Sim described this period as one of the best but most intense experiences of his life. Their team leveraged the network of talent among the Y-Combinator partners, alumni, and batchmates to learn as much as they could, as quickly as possible.
When asked about the most important lesson he learnt during the three months at Y-Combinator, Sim replied: “The importance of listening to our users. We want to continuously obsess about making something people actually want.”
“Best and most importantly, we designed Bot M.D to behave just like a medical colleague—but with a much better sense of humour,” he adds. Bot M.D. is targeted at the millennial generation of doctors who tend to use their mobile phones more actively than their older counterparts do. You can see this is in the bot’s personality, which includes cracking jokes and sending GIFs and emojis to users.
After Y-Combinator, Bot M.D.’s team of six returned to Singapore, where they have been working out of the BLK 71 incubator since November 2018.
“We try to get out to different markets almost every two weeks so that we are constantly listening to our users and gathering their feedback to improve our product. We believe in the need to move fast and iterate our product in response to customer feedback,” says Sim. Currently, their development pace involves weekly sprints with a two-week release cycle.
For example, Koh and Sim learned that most doctors use messaging platforms like WhatsApp and Viber to chat with their teams. So, they decided to integrate Bot M.D. into these messaging platforms. This allowed doctors to securely chat with one another, and even call Bot M.D. (the AI assistant) into the conversation if they need additional information.
Now, more than 1,700 doctors from 65 countries use Bot M.D. India and Indonesia have the most number of users.

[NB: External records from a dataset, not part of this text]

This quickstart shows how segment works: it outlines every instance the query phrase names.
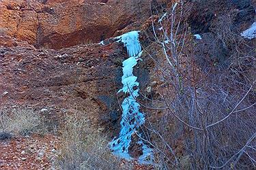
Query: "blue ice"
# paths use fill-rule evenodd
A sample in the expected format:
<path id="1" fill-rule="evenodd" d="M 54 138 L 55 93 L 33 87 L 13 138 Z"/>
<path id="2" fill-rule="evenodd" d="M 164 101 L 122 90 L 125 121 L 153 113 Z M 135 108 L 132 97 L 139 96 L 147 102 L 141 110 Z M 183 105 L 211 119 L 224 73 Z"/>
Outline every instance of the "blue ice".
<path id="1" fill-rule="evenodd" d="M 123 62 L 123 88 L 118 92 L 126 93 L 128 97 L 122 103 L 122 116 L 119 136 L 110 143 L 110 146 L 114 154 L 127 160 L 133 159 L 128 149 L 132 135 L 135 133 L 139 138 L 137 143 L 142 146 L 143 150 L 143 155 L 139 158 L 139 162 L 145 163 L 152 161 L 153 156 L 152 150 L 142 141 L 141 134 L 139 132 L 140 126 L 145 122 L 145 116 L 139 111 L 140 105 L 136 100 L 139 95 L 139 84 L 137 77 L 133 75 L 133 68 L 138 61 L 141 60 L 139 57 L 142 54 L 139 33 L 139 31 L 134 31 L 115 38 L 117 41 L 124 44 L 129 56 Z"/>

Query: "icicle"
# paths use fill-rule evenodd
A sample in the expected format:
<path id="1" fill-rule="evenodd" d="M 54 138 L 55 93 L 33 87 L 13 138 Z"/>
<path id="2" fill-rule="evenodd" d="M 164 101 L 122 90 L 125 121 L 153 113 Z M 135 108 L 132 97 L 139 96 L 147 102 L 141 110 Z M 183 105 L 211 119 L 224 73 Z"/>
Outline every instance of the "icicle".
<path id="1" fill-rule="evenodd" d="M 248 39 L 253 39 L 256 37 L 256 22 L 255 22 L 248 29 L 246 29 L 241 33 L 241 35 Z"/>
<path id="2" fill-rule="evenodd" d="M 119 137 L 111 143 L 111 149 L 114 154 L 128 160 L 132 158 L 129 154 L 129 146 L 132 141 L 132 135 L 136 135 L 141 137 L 137 131 L 145 122 L 145 116 L 139 112 L 139 104 L 136 98 L 139 96 L 139 82 L 137 77 L 133 75 L 133 67 L 137 64 L 142 54 L 141 46 L 139 40 L 139 31 L 134 31 L 116 37 L 121 41 L 127 49 L 129 58 L 123 62 L 123 76 L 122 83 L 123 88 L 119 90 L 128 93 L 128 97 L 124 99 L 122 103 L 122 117 L 121 120 L 121 130 Z M 136 88 L 135 88 L 136 87 Z M 139 158 L 141 163 L 152 163 L 153 160 L 152 150 L 141 139 L 137 141 L 142 146 L 143 155 Z"/>

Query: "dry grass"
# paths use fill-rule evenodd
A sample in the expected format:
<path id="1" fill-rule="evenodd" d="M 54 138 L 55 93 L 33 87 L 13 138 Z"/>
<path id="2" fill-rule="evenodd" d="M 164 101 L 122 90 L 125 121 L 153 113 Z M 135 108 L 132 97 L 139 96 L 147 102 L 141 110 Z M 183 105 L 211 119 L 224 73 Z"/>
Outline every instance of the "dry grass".
<path id="1" fill-rule="evenodd" d="M 39 112 L 26 107 L 0 109 L 0 132 L 3 134 L 28 135 L 46 131 Z"/>
<path id="2" fill-rule="evenodd" d="M 61 169 L 116 169 L 106 135 L 93 131 L 85 116 L 66 115 L 61 131 L 58 165 Z"/>

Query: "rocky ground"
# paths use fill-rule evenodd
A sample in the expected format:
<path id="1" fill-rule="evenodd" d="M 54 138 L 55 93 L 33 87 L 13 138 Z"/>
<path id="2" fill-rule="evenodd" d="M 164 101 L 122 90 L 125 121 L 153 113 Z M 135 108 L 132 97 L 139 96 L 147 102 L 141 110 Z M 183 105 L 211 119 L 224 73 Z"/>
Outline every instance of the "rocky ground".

Every doctor’s best friend
Sim regards their key success metric as being able to accurately understand a doctor’s intent and provide a precise and reliable response.

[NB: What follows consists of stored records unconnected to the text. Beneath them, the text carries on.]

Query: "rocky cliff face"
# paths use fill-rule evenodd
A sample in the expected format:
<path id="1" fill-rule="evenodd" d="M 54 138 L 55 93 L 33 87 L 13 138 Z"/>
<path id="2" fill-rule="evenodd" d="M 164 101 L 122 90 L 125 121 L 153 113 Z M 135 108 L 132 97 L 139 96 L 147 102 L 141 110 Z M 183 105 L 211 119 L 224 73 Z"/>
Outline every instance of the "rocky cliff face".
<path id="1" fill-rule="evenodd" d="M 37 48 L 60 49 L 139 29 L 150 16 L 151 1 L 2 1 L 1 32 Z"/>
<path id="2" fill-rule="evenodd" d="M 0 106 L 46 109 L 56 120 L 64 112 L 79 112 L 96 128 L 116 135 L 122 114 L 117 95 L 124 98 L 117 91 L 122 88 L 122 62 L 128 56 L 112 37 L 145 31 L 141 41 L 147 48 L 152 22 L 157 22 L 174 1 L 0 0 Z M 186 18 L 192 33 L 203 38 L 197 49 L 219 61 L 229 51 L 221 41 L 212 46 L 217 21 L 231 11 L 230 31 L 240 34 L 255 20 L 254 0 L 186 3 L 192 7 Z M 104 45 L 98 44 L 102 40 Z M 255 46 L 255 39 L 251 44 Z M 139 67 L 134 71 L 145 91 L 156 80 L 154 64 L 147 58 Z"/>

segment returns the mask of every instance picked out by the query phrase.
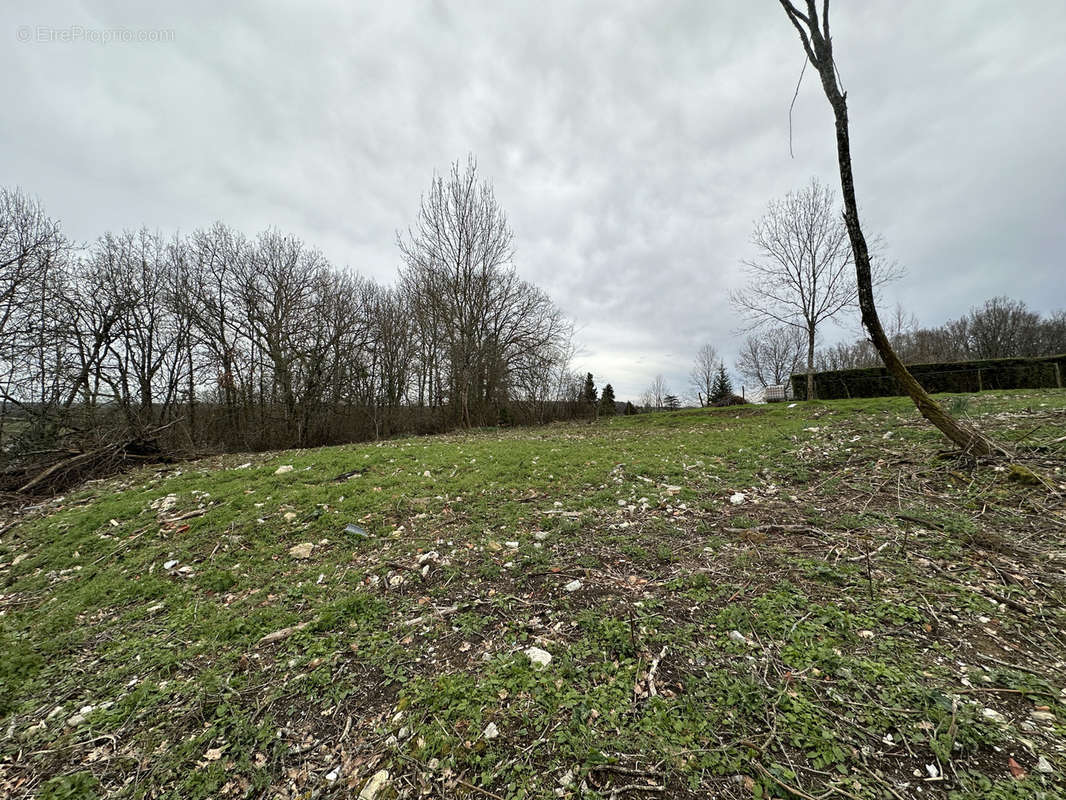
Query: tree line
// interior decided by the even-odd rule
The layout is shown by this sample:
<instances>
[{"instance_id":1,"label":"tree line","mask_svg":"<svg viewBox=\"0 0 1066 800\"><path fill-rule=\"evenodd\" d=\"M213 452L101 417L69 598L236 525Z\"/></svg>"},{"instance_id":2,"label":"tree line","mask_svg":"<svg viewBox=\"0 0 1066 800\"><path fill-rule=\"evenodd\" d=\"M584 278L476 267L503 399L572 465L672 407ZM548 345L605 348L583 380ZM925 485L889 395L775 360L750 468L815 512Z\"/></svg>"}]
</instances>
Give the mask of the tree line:
<instances>
[{"instance_id":1,"label":"tree line","mask_svg":"<svg viewBox=\"0 0 1066 800\"><path fill-rule=\"evenodd\" d=\"M897 309L889 338L907 364L1016 358L1066 353L1066 311L1041 316L1020 300L1000 297L942 325L922 327ZM818 353L820 370L881 365L868 339L841 342Z\"/></svg>"},{"instance_id":2,"label":"tree line","mask_svg":"<svg viewBox=\"0 0 1066 800\"><path fill-rule=\"evenodd\" d=\"M472 158L434 178L398 245L392 286L276 229L80 246L0 190L3 455L78 437L305 447L583 413L571 324L518 276Z\"/></svg>"}]
</instances>

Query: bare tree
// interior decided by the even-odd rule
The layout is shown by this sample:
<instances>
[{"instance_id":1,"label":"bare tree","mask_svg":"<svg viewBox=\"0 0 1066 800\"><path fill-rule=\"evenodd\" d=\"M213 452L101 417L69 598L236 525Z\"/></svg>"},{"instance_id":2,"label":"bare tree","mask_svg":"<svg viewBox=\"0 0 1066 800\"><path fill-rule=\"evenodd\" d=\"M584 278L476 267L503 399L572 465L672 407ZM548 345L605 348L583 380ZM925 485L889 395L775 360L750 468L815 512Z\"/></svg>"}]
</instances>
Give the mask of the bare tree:
<instances>
[{"instance_id":1,"label":"bare tree","mask_svg":"<svg viewBox=\"0 0 1066 800\"><path fill-rule=\"evenodd\" d=\"M700 405L709 405L711 402L711 388L714 386L714 375L718 371L718 351L713 345L704 345L696 353L696 362L692 366L689 381Z\"/></svg>"},{"instance_id":2,"label":"bare tree","mask_svg":"<svg viewBox=\"0 0 1066 800\"><path fill-rule=\"evenodd\" d=\"M1008 358L1040 354L1040 315L1010 298L992 298L969 316L969 350L973 358Z\"/></svg>"},{"instance_id":3,"label":"bare tree","mask_svg":"<svg viewBox=\"0 0 1066 800\"><path fill-rule=\"evenodd\" d=\"M568 325L548 297L518 278L513 234L492 188L470 157L423 195L418 219L398 237L401 282L423 327L442 343L456 421L495 421L520 362L560 352Z\"/></svg>"},{"instance_id":4,"label":"bare tree","mask_svg":"<svg viewBox=\"0 0 1066 800\"><path fill-rule=\"evenodd\" d=\"M852 275L847 228L837 213L833 190L811 179L797 192L772 201L755 224L758 255L744 261L748 283L731 294L753 327L788 325L807 345L807 397L814 397L814 345L822 324L858 300ZM874 285L898 277L877 262Z\"/></svg>"},{"instance_id":5,"label":"bare tree","mask_svg":"<svg viewBox=\"0 0 1066 800\"><path fill-rule=\"evenodd\" d=\"M803 359L804 336L795 327L768 327L748 336L737 358L738 371L762 388L787 383Z\"/></svg>"},{"instance_id":6,"label":"bare tree","mask_svg":"<svg viewBox=\"0 0 1066 800\"><path fill-rule=\"evenodd\" d=\"M821 17L815 0L806 0L806 13L796 7L792 0L779 0L779 2L789 21L800 33L807 59L818 70L822 80L822 89L833 108L837 131L837 166L840 170L840 188L844 198L844 224L847 227L847 238L852 245L862 325L885 362L885 366L910 396L923 417L966 452L979 457L1004 452L1003 448L991 439L948 414L915 380L915 377L910 374L892 349L877 316L877 304L874 297L876 282L870 246L859 224L858 202L855 198L855 176L852 171L847 98L840 86L837 64L833 57L833 37L829 35L829 0L823 0Z\"/></svg>"}]
</instances>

“Think of Bot M.D. like a quick and reliable reference point for doctors who can respond with answers drawn from medical journals and sources that doctors trust,” says Sim. “Not only that, Bot M.D.’s replies come with links to the source articles, websites, and certain approved open-source databases.”

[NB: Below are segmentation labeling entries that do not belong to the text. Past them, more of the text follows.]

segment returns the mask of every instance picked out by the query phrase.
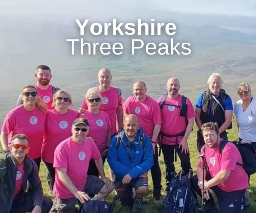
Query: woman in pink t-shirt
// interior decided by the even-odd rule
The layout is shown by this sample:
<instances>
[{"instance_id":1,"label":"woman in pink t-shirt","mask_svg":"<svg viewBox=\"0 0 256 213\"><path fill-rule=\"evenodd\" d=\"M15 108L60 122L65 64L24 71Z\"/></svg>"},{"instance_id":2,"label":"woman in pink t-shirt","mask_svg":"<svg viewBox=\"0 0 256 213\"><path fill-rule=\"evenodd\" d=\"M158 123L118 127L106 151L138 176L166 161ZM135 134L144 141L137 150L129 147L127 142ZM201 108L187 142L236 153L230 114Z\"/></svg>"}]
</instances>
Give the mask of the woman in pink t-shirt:
<instances>
[{"instance_id":1,"label":"woman in pink t-shirt","mask_svg":"<svg viewBox=\"0 0 256 213\"><path fill-rule=\"evenodd\" d=\"M48 110L45 119L42 160L47 168L47 180L52 191L55 178L53 167L54 151L61 141L71 136L73 122L78 118L77 111L72 109L72 101L68 92L57 91L53 99L53 109Z\"/></svg>"},{"instance_id":2,"label":"woman in pink t-shirt","mask_svg":"<svg viewBox=\"0 0 256 213\"><path fill-rule=\"evenodd\" d=\"M110 121L107 114L99 110L102 97L97 90L89 89L85 98L88 109L80 117L88 120L90 128L88 136L94 140L104 162L111 139ZM88 174L96 176L99 175L94 160L90 162Z\"/></svg>"},{"instance_id":3,"label":"woman in pink t-shirt","mask_svg":"<svg viewBox=\"0 0 256 213\"><path fill-rule=\"evenodd\" d=\"M30 147L28 156L36 162L39 170L47 108L32 85L23 87L22 96L23 104L6 115L2 126L0 140L3 149L8 149L13 136L17 134L25 134Z\"/></svg>"}]
</instances>

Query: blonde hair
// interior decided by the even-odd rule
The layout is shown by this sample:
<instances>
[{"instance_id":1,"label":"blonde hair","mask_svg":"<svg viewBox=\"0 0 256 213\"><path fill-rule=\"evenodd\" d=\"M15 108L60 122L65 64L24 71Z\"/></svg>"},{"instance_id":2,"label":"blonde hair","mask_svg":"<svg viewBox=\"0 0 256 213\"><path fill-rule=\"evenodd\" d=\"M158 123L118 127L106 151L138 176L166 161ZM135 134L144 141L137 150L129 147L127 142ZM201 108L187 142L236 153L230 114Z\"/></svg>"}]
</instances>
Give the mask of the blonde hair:
<instances>
[{"instance_id":1,"label":"blonde hair","mask_svg":"<svg viewBox=\"0 0 256 213\"><path fill-rule=\"evenodd\" d=\"M238 94L238 91L241 89L241 88L242 86L246 86L247 87L247 89L249 91L250 93L252 92L252 89L251 88L250 85L249 85L249 84L246 83L246 82L243 82L242 83L240 84L237 87L237 93Z\"/></svg>"},{"instance_id":2,"label":"blonde hair","mask_svg":"<svg viewBox=\"0 0 256 213\"><path fill-rule=\"evenodd\" d=\"M56 101L57 100L57 98L58 98L58 96L61 93L64 94L67 96L68 98L69 98L69 104L68 105L68 108L69 109L71 109L73 107L73 102L72 101L72 99L71 98L71 96L68 92L64 90L58 90L54 94L54 95L53 95L52 106L52 107L53 107L55 109L55 108L56 105L55 104L56 102Z\"/></svg>"},{"instance_id":3,"label":"blonde hair","mask_svg":"<svg viewBox=\"0 0 256 213\"><path fill-rule=\"evenodd\" d=\"M23 90L27 88L32 88L36 90L37 92L37 90L36 87L34 86L31 84L29 85L25 85L22 88L22 93L23 93ZM23 94L22 95L23 95ZM24 104L24 101L23 104ZM36 102L36 106L37 107L41 112L42 112L44 113L46 113L46 112L48 109L47 106L41 99L41 98L38 96L38 94L37 94L37 102Z\"/></svg>"},{"instance_id":4,"label":"blonde hair","mask_svg":"<svg viewBox=\"0 0 256 213\"><path fill-rule=\"evenodd\" d=\"M99 98L101 100L102 99L102 97L101 95L99 94L99 92L95 88L90 88L89 89L87 90L86 94L85 97L87 100L88 100L89 99L89 96L90 95L94 95L97 98Z\"/></svg>"}]
</instances>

One of their most memorable success stories involved one of their earliest adopters, a Radiology resident in Venezuela. He used Bot M.D. to easily voice-record his patient case notes. The AI platform automatically transcribed his notes via automatic voice detection transcription, and he would email a copy to himself.
Image source: Google Play
This was a major positive change for him, as he used to have to fight with colleagues over the one computer they had in their department.
More recently, the Bot M.D. team added a library feature for doctors to keep track of their patients’ information, data, photos, and diagnoses. As Bot M.D. is compliant with the Health Insurance Portability and Accountability Act and its data protection requirements, doctors can share photos and patient notes freely on the encrypted platform.
For now, doctors can download Bot M.D. for free on the Android App Store. However, Koh and Sim are planning to adopt a "freemium" model in the future, where users can pay for extra features. They’re also conducting pilots for Bot M.D. with several hospitals in Indonesia, the Philippines, Thailand, and the U.S.
Although Bot M.D. is only currently able to respond in English, doctors can translate chat responses into their native languages. The voice transcription facility currently supports over 50 languages, thanks to the recently added translation feature. This benefits doctors in the Latin American markets such as Chile, Venezuela, Colombia, and Brazil.
Sim points out that while they aim to help doctors around the world, they are first focusing markets with high patient-to-healthcare-professional ratios. “We believe that Bot M.D. can change lives, quite literally,” he says.